Loading files from S3 with wildcards in index task - Daunting

Hi Druiders,

 I'm trying to index large amount of data in S3 buckets. There are about 3000 files generated every day for the last 1 year.
 We do not want to set up batch ingestion using EMR cluster. So I have defined an index task to load up these files. The IO Config uses static-s3 firehose as below.

The task seem to complete successfully however there are no dimensions indexed based on the task logs.
I'm wondering if the wild card works?

“ioConfig” : {
“type” : “index”,
“firehose” : {
“type” : “static-s3”,
“prefixes”: [“s3:///2018/05/07/*.gz”]
},
“appendToExisting” : false
},
“tuningConfig” : {
“type” : “index”,
“targetPartitionSize” : 5000000,
“maxRowsInMemory” : 25000,
“forceExtendableShardSpecs” : true
}

``

 Secondly, I tried without the wildcard and just with the directory as below. It seemed to load up all the files under the directory however failed with an OOM: (heap space). The middle manager is configured with 64M heap. The peons are made to run with 2G Heap and 1.5G MaxDirectMemoryBuffers.
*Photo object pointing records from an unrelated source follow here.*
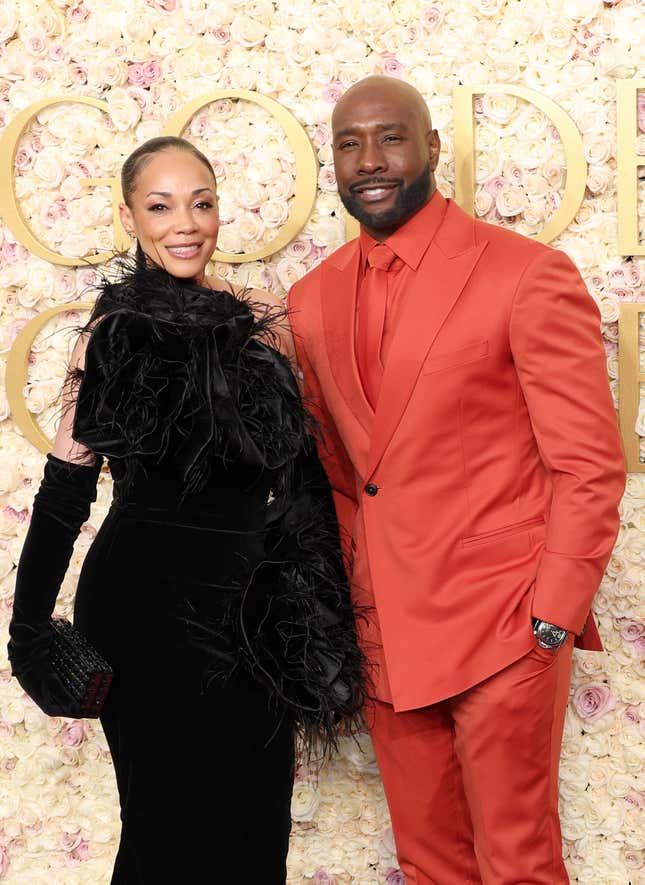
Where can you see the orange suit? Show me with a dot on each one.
(484, 487)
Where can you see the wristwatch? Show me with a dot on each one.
(548, 635)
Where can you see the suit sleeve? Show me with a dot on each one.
(331, 450)
(560, 362)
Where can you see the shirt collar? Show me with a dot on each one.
(412, 239)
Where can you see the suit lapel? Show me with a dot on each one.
(339, 284)
(427, 305)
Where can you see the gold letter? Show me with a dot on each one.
(306, 166)
(16, 373)
(9, 208)
(465, 152)
(628, 163)
(630, 379)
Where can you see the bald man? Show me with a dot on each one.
(458, 375)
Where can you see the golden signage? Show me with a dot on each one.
(305, 193)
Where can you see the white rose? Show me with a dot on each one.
(40, 278)
(305, 800)
(124, 112)
(229, 240)
(49, 169)
(8, 22)
(581, 11)
(489, 8)
(483, 202)
(281, 187)
(274, 212)
(510, 201)
(597, 148)
(249, 194)
(251, 227)
(247, 32)
(499, 106)
(289, 272)
(76, 245)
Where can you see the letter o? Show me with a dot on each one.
(17, 368)
(306, 166)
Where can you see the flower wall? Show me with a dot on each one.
(58, 805)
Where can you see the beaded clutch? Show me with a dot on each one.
(85, 674)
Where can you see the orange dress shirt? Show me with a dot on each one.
(409, 243)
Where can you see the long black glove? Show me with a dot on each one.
(60, 508)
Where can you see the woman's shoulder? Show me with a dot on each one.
(264, 304)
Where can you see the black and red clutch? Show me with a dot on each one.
(80, 667)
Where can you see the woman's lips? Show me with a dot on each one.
(185, 252)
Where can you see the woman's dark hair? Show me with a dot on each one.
(145, 152)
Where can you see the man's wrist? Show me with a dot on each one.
(548, 635)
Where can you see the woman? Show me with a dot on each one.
(215, 587)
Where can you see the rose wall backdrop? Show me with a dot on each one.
(58, 806)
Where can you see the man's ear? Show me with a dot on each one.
(126, 219)
(434, 148)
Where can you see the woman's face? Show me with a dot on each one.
(173, 213)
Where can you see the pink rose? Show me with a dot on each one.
(323, 878)
(152, 71)
(593, 700)
(431, 16)
(632, 715)
(332, 92)
(494, 185)
(16, 515)
(136, 74)
(163, 5)
(80, 169)
(631, 630)
(73, 734)
(13, 252)
(57, 53)
(640, 109)
(36, 44)
(82, 851)
(78, 74)
(636, 798)
(24, 159)
(219, 36)
(391, 66)
(140, 95)
(77, 13)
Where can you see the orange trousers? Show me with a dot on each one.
(472, 781)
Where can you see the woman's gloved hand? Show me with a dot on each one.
(60, 508)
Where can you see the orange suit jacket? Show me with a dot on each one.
(494, 450)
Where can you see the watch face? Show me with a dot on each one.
(550, 636)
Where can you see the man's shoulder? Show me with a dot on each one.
(338, 259)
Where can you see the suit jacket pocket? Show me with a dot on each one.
(499, 534)
(436, 362)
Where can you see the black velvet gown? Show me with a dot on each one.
(215, 585)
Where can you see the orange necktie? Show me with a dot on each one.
(371, 319)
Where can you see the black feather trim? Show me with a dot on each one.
(178, 371)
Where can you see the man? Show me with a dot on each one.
(458, 373)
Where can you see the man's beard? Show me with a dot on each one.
(409, 200)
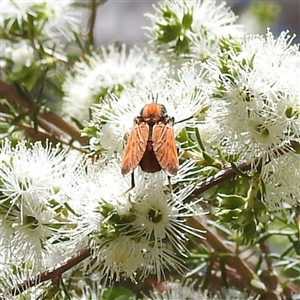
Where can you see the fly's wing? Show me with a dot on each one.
(135, 148)
(164, 147)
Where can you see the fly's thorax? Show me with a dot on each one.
(153, 113)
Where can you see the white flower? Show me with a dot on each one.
(281, 181)
(36, 224)
(183, 98)
(190, 29)
(56, 19)
(21, 54)
(110, 71)
(255, 106)
(130, 232)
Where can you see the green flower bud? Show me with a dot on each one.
(226, 215)
(231, 201)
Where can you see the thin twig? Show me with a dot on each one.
(49, 274)
(58, 125)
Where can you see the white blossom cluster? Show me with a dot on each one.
(240, 92)
(54, 204)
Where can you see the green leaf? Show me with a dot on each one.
(258, 284)
(187, 21)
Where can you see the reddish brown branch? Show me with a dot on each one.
(53, 274)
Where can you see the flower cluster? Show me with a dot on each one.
(110, 70)
(36, 219)
(53, 203)
(183, 98)
(184, 30)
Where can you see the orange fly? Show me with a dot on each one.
(151, 143)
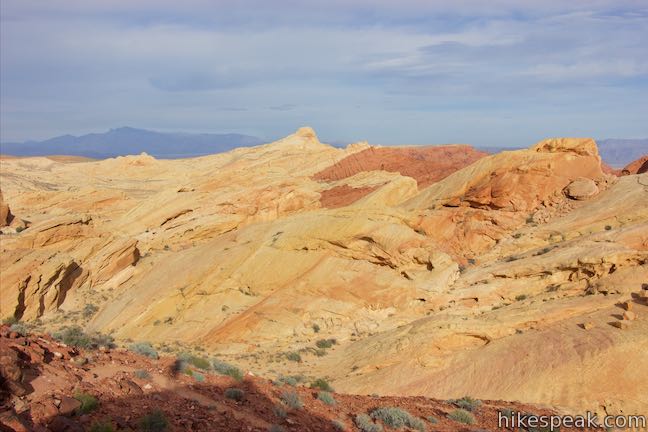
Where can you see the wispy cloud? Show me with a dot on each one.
(410, 71)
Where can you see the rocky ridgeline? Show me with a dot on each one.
(47, 386)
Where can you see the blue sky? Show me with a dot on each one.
(499, 72)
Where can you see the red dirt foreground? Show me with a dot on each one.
(49, 386)
(426, 165)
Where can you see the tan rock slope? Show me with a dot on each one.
(439, 273)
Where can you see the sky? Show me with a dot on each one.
(497, 72)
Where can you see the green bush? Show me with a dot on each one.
(397, 418)
(235, 394)
(326, 397)
(365, 424)
(339, 425)
(462, 416)
(322, 384)
(145, 349)
(155, 421)
(88, 402)
(292, 400)
(227, 369)
(75, 336)
(101, 427)
(19, 328)
(279, 411)
(325, 343)
(468, 403)
(142, 374)
(293, 356)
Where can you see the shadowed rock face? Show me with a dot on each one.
(418, 269)
(42, 379)
(425, 164)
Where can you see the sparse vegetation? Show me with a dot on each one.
(234, 394)
(325, 343)
(326, 397)
(89, 310)
(294, 356)
(75, 336)
(142, 374)
(462, 416)
(144, 348)
(155, 421)
(397, 418)
(18, 328)
(365, 424)
(279, 411)
(102, 427)
(292, 400)
(468, 403)
(322, 384)
(88, 402)
(224, 368)
(339, 425)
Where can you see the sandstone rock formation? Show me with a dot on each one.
(423, 263)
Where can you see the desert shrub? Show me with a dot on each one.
(234, 394)
(293, 356)
(292, 400)
(468, 403)
(155, 421)
(19, 328)
(10, 320)
(145, 349)
(279, 411)
(291, 380)
(89, 310)
(365, 424)
(102, 427)
(325, 343)
(322, 384)
(397, 418)
(142, 374)
(88, 402)
(462, 416)
(339, 425)
(227, 369)
(75, 336)
(326, 397)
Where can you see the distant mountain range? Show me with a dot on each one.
(127, 140)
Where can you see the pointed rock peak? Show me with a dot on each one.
(581, 146)
(303, 138)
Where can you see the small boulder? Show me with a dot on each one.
(629, 316)
(623, 325)
(588, 325)
(582, 188)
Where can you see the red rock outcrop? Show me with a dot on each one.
(425, 164)
(639, 166)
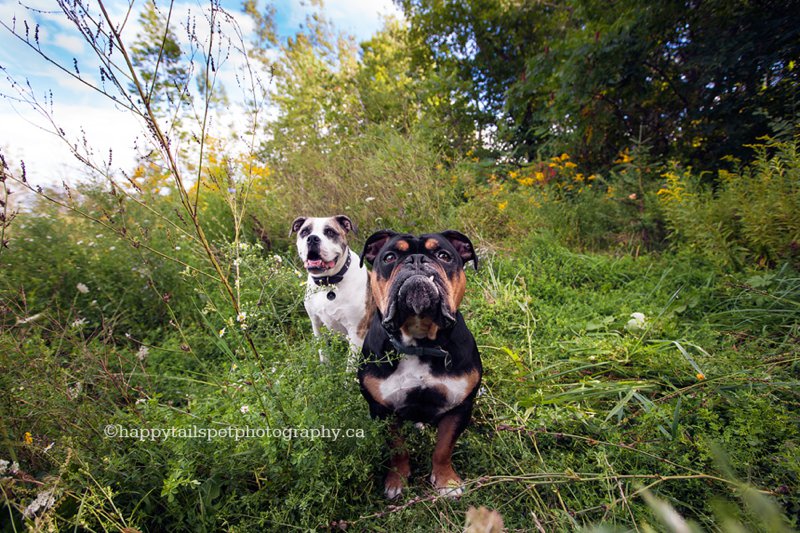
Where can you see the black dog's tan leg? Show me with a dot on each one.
(443, 477)
(399, 469)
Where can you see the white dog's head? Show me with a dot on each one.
(322, 243)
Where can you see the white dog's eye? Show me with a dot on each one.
(444, 256)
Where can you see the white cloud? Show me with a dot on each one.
(81, 111)
(70, 43)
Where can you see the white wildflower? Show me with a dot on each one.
(637, 323)
(141, 355)
(31, 318)
(74, 391)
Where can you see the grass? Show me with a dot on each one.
(582, 422)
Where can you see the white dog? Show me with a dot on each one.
(336, 293)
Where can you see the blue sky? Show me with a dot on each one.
(79, 110)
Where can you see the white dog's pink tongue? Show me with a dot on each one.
(319, 263)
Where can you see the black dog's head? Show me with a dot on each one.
(418, 283)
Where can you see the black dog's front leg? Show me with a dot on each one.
(399, 468)
(451, 425)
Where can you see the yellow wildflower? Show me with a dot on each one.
(624, 157)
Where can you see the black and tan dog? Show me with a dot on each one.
(419, 360)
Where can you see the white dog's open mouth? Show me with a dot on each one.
(319, 264)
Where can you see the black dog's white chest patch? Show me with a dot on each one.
(413, 376)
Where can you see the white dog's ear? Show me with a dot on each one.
(346, 223)
(463, 246)
(374, 244)
(297, 224)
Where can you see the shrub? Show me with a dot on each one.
(753, 216)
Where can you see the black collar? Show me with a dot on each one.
(336, 278)
(431, 351)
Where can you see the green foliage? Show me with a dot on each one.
(698, 80)
(629, 371)
(580, 410)
(157, 57)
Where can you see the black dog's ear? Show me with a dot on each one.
(374, 244)
(297, 224)
(346, 223)
(463, 246)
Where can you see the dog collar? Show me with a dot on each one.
(430, 351)
(336, 278)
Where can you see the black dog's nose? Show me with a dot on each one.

The granularity spec has DAY for segments and Hour for query...

“firehose” : {
“type” : “static-s3”,
“prefixes”: [“s3:///2018/05/07/”]
},

``

Thirdly, I changed the segment granularity to hour and query granularity to minute thinking that this would reduce the heap footprint. However that failed with Heap space as well.

Unfortunately all of our files are randomnly generated timestamped filenames in utc. The file sizes vary as well.

Can someone suggest what’s the best way to index day’s data through static-s3 firehose?

Best Regards
Varaga

Hi Varaga,

the ‘prefixes’ of static-s3 firehose is the prefixes of objects and the regex filter is not supported yet. So, if you set ‘prefixes’ to [“s3:///2018/05/07/”], then the firehose will read all objects under ‘s3:///2018/05/07/’. I raised an issue for supporting the regex filter here https://github.com/druid-io/druid/issues/5772.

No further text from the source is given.